What is the Lollapalooza Effect?
The Concept
Munger used the term "Lollapalooza effect" for multiple biases, tendencies or mental models acting in compound with each other at the same time in the same direction. The result is often extreme, turning human brains into "mush" due to the confluence of forces greatly increasing the likelihood of acting irrationally.
Why it matters for Berkshire
It works in both directions — explaining Berkshire's greatest wins and worst mistakes. Munger's multidisciplinary model revealed Coca-Cola as a brand with deep psychological impact and habit formation, and helped them avoid catastrophes by recognizing when too many negative biases were stacked.
The three-force threshold
The effect isn't just additive; it's multiplicative past a threshold.

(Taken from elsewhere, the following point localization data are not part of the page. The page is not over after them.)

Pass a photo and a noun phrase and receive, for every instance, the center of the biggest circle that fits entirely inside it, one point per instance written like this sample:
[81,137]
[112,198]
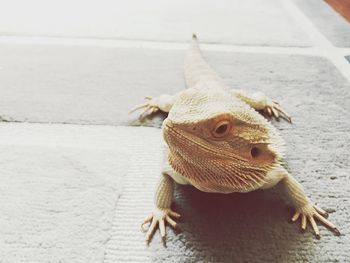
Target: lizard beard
[218,174]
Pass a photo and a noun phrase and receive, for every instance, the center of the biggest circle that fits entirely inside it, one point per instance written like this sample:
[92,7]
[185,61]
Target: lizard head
[216,131]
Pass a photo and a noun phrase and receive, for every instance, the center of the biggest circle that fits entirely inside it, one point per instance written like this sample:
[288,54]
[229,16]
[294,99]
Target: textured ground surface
[77,190]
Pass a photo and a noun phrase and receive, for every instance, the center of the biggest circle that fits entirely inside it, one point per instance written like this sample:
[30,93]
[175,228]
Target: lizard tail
[197,71]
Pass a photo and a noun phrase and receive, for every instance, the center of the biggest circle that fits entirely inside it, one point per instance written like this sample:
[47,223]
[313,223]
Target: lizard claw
[273,109]
[149,107]
[309,213]
[158,218]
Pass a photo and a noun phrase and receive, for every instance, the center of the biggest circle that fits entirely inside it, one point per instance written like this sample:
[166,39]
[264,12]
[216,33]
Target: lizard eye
[221,129]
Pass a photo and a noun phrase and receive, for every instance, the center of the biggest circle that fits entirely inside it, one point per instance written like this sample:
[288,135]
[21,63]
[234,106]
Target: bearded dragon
[218,142]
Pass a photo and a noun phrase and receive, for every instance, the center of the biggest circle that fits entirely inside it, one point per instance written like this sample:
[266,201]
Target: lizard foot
[158,218]
[273,109]
[150,107]
[309,213]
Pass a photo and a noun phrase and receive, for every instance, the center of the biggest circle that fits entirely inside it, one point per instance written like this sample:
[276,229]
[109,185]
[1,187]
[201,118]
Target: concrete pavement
[77,190]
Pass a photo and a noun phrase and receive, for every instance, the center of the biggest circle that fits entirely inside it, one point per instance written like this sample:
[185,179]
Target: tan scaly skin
[217,141]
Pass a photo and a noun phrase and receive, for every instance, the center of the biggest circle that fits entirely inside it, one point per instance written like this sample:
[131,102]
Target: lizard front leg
[153,105]
[304,208]
[259,101]
[163,212]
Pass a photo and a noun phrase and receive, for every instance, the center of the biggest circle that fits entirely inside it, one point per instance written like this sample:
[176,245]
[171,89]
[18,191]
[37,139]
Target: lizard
[217,140]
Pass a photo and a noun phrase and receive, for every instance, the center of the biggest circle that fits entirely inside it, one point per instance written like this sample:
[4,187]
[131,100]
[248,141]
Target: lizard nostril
[255,152]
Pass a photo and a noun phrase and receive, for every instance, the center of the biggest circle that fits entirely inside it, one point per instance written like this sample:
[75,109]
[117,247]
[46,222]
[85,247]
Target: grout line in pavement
[104,42]
[324,46]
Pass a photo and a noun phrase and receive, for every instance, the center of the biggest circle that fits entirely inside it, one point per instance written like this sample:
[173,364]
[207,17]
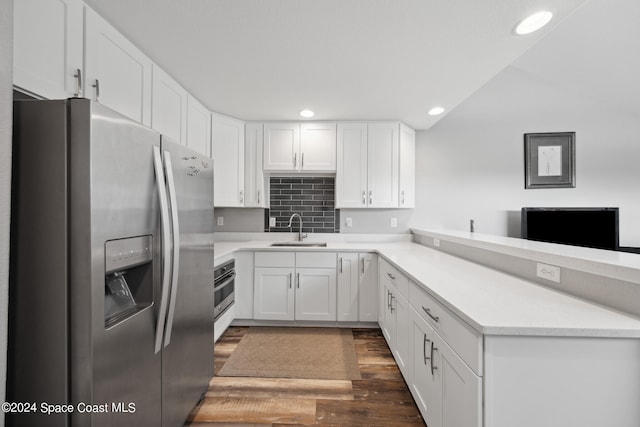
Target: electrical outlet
[548,272]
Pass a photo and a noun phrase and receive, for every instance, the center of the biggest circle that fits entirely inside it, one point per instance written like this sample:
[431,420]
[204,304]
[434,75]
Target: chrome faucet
[301,235]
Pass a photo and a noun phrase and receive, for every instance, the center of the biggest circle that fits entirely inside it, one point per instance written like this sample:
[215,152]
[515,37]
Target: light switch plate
[548,272]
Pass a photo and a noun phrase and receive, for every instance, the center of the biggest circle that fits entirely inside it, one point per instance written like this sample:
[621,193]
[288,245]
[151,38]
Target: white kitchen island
[479,347]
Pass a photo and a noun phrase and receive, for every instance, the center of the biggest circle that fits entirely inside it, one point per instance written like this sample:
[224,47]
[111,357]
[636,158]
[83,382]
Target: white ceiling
[344,59]
[595,53]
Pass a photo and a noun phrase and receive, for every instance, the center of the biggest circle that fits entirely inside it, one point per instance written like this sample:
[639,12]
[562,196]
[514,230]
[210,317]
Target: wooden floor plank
[380,399]
[280,388]
[256,410]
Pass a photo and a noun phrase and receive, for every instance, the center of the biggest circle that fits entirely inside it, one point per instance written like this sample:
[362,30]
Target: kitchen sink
[301,244]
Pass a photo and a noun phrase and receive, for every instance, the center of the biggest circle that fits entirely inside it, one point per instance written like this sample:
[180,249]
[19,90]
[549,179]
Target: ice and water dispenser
[128,284]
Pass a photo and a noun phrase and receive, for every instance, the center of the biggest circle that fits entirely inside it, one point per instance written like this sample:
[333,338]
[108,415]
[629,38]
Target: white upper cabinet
[198,127]
[169,107]
[306,147]
[407,167]
[227,150]
[281,146]
[118,75]
[47,54]
[351,175]
[254,196]
[382,175]
[367,173]
[318,147]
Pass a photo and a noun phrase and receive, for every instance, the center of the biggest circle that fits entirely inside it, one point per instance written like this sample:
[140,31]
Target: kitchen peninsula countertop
[490,301]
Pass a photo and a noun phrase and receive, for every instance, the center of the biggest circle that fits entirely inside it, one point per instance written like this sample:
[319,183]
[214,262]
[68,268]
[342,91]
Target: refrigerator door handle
[173,205]
[166,249]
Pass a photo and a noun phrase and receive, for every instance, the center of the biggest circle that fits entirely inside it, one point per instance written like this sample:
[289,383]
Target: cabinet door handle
[78,76]
[433,368]
[434,318]
[424,349]
[97,86]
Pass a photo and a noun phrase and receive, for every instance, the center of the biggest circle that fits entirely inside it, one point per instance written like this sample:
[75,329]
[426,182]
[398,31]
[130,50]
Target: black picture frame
[549,160]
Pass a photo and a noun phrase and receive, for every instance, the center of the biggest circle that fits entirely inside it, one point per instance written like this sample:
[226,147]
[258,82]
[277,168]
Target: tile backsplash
[311,197]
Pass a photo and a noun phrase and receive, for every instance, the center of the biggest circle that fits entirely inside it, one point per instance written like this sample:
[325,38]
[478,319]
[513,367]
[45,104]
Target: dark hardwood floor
[380,398]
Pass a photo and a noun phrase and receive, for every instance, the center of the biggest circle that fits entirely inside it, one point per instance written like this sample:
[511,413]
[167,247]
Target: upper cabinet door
[198,127]
[318,147]
[118,75]
[407,167]
[47,54]
[227,148]
[254,196]
[351,174]
[281,146]
[169,107]
[383,165]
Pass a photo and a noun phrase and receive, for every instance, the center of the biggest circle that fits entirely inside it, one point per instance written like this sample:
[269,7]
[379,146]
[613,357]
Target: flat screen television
[589,227]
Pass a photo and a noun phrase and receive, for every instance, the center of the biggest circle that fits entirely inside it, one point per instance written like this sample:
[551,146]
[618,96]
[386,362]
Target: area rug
[315,353]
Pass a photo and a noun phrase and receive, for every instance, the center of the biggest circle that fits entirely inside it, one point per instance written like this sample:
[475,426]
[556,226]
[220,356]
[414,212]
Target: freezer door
[187,356]
[115,268]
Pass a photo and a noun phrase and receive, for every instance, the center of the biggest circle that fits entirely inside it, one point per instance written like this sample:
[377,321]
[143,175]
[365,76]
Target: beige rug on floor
[280,352]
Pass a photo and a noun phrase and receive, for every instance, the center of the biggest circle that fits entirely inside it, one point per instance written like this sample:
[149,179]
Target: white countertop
[490,301]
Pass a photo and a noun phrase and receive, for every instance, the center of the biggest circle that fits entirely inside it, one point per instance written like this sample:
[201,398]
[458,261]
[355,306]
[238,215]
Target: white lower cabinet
[315,294]
[273,293]
[295,286]
[347,287]
[243,285]
[395,316]
[447,392]
[357,287]
[367,287]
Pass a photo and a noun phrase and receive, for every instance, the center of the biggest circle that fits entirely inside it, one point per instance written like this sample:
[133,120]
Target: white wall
[6,79]
[471,164]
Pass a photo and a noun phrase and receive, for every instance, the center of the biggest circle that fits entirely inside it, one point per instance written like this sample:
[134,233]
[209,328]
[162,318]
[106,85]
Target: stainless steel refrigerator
[111,281]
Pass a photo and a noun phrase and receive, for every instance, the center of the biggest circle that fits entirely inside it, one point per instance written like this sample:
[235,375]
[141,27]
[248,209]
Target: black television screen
[590,227]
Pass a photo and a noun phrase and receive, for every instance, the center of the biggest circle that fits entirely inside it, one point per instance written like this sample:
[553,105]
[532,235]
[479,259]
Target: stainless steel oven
[224,288]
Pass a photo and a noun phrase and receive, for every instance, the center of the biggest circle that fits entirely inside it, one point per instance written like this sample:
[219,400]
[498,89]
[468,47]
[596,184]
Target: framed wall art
[549,160]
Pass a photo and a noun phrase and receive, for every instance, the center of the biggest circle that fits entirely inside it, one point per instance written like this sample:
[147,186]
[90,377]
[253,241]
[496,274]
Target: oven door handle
[225,283]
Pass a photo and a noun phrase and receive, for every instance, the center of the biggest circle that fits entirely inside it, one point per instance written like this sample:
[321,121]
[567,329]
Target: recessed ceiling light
[533,22]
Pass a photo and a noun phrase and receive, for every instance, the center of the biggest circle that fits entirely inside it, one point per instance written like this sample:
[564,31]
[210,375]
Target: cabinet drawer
[316,259]
[275,259]
[393,276]
[464,340]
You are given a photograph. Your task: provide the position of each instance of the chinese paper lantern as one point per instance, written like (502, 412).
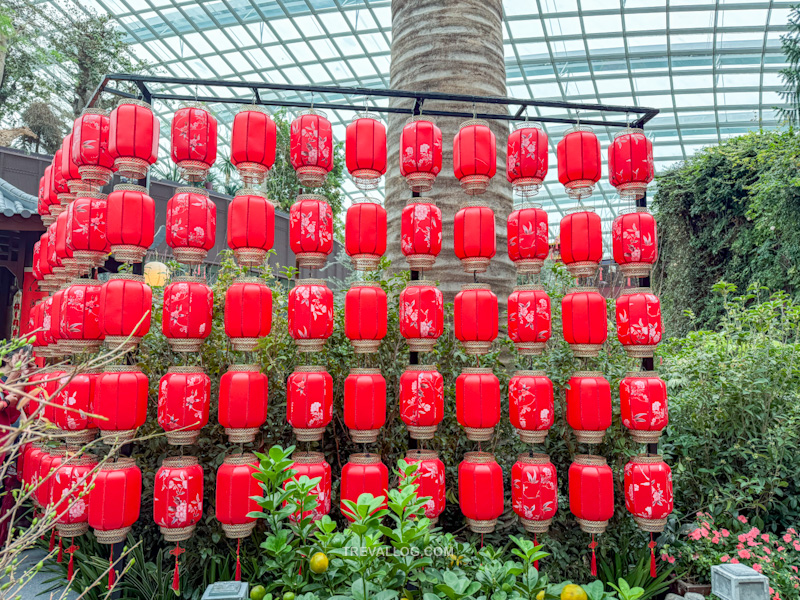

Two forces produce a strong outcome. Three or more forces in the same direction produce something qualitatively different. The simulator below shows the score jumping nonlinearly once you cross three active models above 55% intensity.
Coca-Cola 1988
Berkshire bought $1B of Coca-Cola in 1988 — the single largest bet Buffett had ever made at the time. Six forces aligned simultaneously to produce one of the most profitable investments in history.
The test of a business is whether it has a brand that customers will pay up for — year after year, across cultures, across income levels. Coke passes this test in a way almost no other business ever has. When you find that, you buy as much as you can.